The Central Bank of Azerbaijan (CBA) has implemented significant amendments to the "Rules on Compulsory Insurance of Civil Liability of Motor Vehicle Owners," introducing a more nuanced approach to premium calculations. According to the Operative Information Center-OMM, citing the CBA, these changes are part of a broader strategy to ensure the sustainable development of the insurance market and strengthen public trust in financial services.
Under the new regulations, insurance premiums for mandatory motor vehicle liability will be determined based on specific risk factors that account for the likelihood of damage to third-party property and health. A key focus of the reform is the introduction of specialized coefficients for vehicles used in passenger transportation, particularly taxis. Analysis conducted by the CBA revealed that taxis, due to their intensive use and high frequency in traffic, pose a significantly higher risk of accidents compared to vehicles used for personal purposes. Consequently, the new rules apply distinct risk coefficients to taxi services to ensure that premiums are more adequate to the actual risks involved.

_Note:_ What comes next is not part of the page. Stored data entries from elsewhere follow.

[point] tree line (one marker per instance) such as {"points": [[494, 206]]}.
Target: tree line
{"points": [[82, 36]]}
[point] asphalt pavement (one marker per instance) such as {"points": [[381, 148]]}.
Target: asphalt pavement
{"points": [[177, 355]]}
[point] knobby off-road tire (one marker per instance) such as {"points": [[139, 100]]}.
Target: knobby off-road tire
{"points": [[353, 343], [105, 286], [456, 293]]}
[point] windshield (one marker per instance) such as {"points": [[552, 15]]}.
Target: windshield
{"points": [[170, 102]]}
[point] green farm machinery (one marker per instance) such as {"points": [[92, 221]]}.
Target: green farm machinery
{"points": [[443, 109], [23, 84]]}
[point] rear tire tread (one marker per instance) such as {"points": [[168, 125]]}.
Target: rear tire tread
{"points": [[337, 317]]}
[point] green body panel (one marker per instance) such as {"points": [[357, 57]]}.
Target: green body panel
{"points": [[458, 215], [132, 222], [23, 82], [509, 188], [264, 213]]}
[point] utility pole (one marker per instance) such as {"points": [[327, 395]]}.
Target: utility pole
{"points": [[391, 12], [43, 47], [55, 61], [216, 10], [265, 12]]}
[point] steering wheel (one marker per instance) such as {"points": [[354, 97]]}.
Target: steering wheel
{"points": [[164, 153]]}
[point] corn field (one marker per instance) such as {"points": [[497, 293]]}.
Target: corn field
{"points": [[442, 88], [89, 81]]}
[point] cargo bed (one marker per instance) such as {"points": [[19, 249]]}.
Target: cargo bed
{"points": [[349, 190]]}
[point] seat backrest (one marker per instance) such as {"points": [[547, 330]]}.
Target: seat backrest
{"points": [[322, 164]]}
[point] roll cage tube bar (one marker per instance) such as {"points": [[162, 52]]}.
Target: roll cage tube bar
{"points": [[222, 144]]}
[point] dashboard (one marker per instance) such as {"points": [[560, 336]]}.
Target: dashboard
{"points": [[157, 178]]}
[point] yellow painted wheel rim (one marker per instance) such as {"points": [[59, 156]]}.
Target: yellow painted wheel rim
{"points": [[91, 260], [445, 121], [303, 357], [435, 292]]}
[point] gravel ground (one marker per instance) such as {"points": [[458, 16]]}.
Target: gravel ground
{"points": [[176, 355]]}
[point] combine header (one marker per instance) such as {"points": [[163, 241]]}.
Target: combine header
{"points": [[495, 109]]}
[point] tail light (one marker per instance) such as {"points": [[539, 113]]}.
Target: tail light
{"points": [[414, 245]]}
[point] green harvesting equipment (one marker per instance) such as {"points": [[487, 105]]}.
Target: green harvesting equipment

The Central Bank emphasized that these adjustments align with successful international practices and aim to improve driving discipline across the country. By aligning insurance costs with risk profiles, the CBA seeks to provide better protection for third parties and maintain social welfare stability. In Azerbaijan, the mandatory insurance sector has seen steady growth, and these technical refinements are expected to further professionalize the industry while ensuring that insurance companies remain solvent and capable of meeting their obligations to policyholders.